The Internet has opened up new possibilities for finding a therapist. Many therapists have websites that offer very useful information about their practices. In the past, getting a referral to a therapist usually meant receiving just a name, address, and phone number. Today, therapists are writing about topics such as their theoretical interests and their approach to therapy. Some therapists’ websites include blogs and lists of suggested books. All of this information can help you to begin to get a sense of the person and how he or she may be able to help.

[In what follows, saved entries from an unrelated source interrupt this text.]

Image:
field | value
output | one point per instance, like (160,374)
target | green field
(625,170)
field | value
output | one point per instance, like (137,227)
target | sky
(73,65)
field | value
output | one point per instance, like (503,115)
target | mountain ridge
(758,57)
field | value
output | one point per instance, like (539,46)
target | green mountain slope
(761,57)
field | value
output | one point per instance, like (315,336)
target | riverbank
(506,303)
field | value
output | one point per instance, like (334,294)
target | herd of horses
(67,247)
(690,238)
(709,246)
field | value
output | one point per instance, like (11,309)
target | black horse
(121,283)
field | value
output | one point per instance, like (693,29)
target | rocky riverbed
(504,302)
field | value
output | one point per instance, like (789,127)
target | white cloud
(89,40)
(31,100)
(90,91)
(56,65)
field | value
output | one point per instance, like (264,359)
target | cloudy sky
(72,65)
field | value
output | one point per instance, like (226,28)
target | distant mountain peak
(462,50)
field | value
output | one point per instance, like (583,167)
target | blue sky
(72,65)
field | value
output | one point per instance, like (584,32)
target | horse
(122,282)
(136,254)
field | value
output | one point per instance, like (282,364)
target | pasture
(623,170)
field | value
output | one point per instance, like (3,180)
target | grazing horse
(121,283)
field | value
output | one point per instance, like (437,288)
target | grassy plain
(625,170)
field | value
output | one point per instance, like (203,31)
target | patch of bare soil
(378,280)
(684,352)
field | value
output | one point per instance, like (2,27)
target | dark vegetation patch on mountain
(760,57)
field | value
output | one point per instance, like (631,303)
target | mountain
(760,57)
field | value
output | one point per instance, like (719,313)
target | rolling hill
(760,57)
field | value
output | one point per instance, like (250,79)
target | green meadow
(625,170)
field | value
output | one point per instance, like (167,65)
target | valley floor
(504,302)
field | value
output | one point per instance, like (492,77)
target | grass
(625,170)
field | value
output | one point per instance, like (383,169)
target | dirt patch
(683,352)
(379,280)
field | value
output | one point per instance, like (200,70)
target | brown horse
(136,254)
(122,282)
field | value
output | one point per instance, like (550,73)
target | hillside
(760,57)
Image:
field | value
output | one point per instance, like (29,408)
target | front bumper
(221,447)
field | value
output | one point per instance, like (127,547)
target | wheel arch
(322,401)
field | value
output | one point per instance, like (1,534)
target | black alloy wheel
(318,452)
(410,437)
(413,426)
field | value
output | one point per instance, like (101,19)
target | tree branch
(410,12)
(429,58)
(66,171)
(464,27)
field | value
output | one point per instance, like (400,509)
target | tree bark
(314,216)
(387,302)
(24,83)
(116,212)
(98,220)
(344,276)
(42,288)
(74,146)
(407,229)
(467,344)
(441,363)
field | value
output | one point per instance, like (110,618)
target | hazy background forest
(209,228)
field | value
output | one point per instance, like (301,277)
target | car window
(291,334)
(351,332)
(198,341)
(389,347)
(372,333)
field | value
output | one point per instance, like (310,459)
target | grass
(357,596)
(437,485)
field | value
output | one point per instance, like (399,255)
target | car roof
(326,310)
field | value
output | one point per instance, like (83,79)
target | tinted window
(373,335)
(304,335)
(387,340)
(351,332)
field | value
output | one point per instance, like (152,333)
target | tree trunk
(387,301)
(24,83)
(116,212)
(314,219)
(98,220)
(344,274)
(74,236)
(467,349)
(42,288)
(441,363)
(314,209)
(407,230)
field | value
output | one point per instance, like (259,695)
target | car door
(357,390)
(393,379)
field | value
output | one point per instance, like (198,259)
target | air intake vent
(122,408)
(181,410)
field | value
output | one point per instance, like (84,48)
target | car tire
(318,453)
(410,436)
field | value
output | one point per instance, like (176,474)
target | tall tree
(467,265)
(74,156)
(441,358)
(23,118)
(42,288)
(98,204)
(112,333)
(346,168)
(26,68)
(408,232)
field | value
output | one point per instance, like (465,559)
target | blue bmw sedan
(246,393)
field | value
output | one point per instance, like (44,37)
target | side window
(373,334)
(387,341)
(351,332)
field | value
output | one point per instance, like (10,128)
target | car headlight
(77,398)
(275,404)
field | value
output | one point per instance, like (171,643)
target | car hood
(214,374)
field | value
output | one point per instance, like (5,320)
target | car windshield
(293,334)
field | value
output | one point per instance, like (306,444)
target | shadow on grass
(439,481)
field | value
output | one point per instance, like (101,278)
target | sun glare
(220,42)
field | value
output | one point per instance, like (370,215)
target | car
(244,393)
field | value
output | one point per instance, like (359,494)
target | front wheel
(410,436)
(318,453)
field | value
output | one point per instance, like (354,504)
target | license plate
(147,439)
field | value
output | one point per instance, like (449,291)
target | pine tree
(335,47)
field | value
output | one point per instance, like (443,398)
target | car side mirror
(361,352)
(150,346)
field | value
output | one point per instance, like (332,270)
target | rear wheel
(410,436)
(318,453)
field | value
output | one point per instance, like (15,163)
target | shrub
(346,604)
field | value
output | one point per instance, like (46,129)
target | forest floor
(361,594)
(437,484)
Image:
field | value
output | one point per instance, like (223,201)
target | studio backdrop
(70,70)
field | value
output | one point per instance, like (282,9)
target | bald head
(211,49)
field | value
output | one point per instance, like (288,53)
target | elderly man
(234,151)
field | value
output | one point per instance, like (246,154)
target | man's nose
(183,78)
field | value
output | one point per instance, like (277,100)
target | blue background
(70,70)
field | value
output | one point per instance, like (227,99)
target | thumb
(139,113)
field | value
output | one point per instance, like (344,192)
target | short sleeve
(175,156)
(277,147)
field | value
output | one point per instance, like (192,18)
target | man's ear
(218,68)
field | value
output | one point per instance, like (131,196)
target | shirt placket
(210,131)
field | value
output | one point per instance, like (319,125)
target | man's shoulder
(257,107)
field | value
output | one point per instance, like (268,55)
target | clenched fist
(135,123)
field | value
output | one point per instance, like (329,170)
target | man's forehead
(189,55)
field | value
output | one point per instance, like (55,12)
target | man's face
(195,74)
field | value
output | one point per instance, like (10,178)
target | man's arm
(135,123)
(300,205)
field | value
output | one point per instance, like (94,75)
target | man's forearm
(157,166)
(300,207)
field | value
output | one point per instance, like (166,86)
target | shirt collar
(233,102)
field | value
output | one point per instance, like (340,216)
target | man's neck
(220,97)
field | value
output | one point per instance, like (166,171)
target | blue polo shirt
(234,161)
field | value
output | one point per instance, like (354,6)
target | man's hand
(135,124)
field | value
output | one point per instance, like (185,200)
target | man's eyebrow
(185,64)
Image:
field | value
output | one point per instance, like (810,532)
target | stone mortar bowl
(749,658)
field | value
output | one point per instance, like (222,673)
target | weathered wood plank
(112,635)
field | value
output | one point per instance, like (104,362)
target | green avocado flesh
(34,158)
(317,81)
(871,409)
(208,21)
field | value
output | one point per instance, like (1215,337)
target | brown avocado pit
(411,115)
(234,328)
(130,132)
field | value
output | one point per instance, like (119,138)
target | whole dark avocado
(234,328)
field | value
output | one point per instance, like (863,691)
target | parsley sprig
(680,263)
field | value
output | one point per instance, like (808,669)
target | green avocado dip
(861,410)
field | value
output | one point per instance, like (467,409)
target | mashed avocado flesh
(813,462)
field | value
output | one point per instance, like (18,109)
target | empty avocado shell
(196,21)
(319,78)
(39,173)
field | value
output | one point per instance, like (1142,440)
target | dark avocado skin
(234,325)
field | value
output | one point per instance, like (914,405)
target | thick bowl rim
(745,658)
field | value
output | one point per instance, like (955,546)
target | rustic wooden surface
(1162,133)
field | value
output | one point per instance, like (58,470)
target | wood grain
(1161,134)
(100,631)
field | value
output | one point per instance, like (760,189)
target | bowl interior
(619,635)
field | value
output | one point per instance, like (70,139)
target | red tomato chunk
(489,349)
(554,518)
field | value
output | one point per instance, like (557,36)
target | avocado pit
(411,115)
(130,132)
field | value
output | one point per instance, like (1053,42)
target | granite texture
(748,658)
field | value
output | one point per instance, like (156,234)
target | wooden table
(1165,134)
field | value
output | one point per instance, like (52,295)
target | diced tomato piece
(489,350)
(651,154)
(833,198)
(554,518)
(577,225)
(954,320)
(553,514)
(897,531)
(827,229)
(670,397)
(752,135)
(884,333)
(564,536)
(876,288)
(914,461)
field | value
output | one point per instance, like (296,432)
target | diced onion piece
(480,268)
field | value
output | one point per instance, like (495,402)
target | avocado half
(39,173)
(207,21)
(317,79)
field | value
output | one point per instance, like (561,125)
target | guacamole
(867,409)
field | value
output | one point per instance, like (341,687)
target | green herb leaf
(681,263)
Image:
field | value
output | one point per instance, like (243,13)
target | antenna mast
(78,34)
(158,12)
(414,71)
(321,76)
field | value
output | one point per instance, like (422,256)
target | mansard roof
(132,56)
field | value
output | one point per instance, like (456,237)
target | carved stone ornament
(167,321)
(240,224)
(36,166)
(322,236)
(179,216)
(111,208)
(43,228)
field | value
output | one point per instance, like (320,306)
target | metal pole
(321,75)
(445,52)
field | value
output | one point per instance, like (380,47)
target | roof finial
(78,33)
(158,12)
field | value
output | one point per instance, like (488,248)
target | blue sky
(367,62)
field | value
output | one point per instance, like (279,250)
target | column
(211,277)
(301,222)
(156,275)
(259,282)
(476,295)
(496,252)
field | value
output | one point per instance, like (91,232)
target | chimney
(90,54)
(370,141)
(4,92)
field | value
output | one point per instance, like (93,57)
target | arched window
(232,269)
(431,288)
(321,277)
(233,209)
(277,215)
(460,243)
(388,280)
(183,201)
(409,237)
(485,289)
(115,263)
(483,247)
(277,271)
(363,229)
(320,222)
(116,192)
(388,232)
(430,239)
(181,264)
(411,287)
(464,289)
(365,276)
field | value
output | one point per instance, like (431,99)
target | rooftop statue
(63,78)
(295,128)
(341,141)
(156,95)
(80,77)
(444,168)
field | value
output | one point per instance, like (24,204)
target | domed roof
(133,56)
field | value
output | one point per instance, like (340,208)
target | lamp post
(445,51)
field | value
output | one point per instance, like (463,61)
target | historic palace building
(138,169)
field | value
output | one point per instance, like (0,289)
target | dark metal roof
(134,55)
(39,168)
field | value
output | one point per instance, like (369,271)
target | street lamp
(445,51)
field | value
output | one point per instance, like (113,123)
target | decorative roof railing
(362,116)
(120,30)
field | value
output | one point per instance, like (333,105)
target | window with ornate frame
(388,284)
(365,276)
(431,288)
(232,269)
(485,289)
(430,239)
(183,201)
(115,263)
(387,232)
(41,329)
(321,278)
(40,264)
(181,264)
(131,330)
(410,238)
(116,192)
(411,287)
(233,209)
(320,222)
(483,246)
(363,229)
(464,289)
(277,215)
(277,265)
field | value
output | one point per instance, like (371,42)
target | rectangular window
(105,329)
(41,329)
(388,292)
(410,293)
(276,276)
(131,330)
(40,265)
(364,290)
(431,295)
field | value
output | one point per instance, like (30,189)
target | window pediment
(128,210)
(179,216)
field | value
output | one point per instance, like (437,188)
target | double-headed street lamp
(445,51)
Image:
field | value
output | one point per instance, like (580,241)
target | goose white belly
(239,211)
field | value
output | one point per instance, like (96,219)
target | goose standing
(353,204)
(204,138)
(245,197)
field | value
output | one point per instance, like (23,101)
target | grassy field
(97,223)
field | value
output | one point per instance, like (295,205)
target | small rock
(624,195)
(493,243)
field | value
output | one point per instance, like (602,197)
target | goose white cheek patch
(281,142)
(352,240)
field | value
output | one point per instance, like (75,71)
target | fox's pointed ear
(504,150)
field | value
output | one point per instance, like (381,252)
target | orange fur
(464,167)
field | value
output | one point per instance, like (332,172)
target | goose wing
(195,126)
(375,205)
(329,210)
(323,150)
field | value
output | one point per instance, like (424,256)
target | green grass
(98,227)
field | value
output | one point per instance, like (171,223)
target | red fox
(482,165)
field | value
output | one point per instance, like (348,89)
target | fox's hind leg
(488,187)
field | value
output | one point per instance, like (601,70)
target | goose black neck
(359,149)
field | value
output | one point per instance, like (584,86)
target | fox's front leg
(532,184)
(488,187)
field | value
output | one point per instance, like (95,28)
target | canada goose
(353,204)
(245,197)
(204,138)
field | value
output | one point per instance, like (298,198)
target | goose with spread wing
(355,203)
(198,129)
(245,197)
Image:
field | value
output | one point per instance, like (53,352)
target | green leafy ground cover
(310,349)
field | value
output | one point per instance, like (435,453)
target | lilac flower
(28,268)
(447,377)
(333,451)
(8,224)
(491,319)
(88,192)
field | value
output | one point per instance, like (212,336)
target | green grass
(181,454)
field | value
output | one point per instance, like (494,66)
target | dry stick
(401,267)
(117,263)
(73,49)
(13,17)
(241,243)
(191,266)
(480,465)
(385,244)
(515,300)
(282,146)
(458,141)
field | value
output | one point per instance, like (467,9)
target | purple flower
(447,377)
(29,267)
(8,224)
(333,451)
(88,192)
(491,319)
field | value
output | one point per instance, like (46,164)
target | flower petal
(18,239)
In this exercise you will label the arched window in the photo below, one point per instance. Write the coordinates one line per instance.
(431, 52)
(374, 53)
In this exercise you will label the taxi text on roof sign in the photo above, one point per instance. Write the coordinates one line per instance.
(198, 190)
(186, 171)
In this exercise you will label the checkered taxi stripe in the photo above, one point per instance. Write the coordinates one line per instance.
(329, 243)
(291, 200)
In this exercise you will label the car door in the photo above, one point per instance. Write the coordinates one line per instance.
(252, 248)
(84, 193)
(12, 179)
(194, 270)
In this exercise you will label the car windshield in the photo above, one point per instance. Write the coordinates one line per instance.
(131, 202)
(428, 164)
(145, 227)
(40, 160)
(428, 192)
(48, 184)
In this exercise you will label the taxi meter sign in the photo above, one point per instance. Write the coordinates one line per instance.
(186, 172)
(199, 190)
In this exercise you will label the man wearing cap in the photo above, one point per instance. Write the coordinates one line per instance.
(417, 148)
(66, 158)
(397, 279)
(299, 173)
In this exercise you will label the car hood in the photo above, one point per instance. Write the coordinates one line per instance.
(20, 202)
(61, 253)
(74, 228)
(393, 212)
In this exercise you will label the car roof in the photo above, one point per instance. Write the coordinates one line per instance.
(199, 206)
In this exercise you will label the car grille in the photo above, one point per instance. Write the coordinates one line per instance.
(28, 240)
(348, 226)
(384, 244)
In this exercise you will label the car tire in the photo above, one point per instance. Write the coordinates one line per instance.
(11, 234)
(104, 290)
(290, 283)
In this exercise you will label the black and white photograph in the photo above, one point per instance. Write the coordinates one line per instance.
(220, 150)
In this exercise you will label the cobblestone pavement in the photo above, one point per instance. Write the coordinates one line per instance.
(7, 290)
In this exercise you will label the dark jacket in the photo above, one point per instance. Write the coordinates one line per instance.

Once you have decided on a potential therapist, the initial phone call will give you further information about her or him. Most therapists are willing to spend a few minutes on the phone in advance of the first meeting. This is a great time to ask questions regarding the therapist’s experience with the issues you want to talk about, and to find out the fee. It is also an opportunity to listen to the therapist and to start to get a sense of whether this person is someone you will feel comfortable talking to.

The First Appointment

Your first appointment is another opportunity to make your decision about therapy and the therapist. In most cases, you will quickly have a sense as to whether the person you are meeting with is a good fit. Does the therapist seem to understand you? Does he or she respond in ways that make you want to share more of your story? A therapist who makes you feel like you want to stop talking or makes you feel like you are being judged is probably not a good fit and you may want to explore other possibilities. Before deciding that a therapist is not a good fit, you may want to think about why you feel that way. As we discussed earlier, talking about ourselves with someone we have just met can feel awkward and uncomfortable. Try to be sure that the issue is genuine lack of connection with the therapist and not discomfort with the idea of therapy. You may even want to talk about your hesitations with the therapist to help you get some insight about how you are feeling about starting therapy. Sometimes, it may also help to have several sessions with a therapist before deciding whether she or he is a good fit for you. Often, the first session can go by quickly as you begin to talk to your therapist. If you are undecided about a therapist after the first meeting, you may want to take an extra session or two to make your decision.

A Good Fit

Just like with people we meet in other parts of our lives, there are therapists with whom we will resonate and therapists with whom we will not resonate. The best therapist in the world, or even the person who was the best therapist for your friend or for your boss, may not be the best therapist for you. Unfortunately, the nature of therapy is such that people are often trying to find help during a time when they are in pain and feeling overwhelmed. Finding a therapist with whom you feel comfortable and who you feel can be helpful to you is worth the effort. Give yourself permission to meet with several therapists, if necessary, to be sure you will be working with someone you trust. Often, people either stay with the first person they meet with, despite misgivings, or they decide that therapy is not for them after a session or two with someone who makes them feel uncomfortable. There are many excellent therapists who can offer you the help and support you are seeking. Please take the time to make the best decision you can.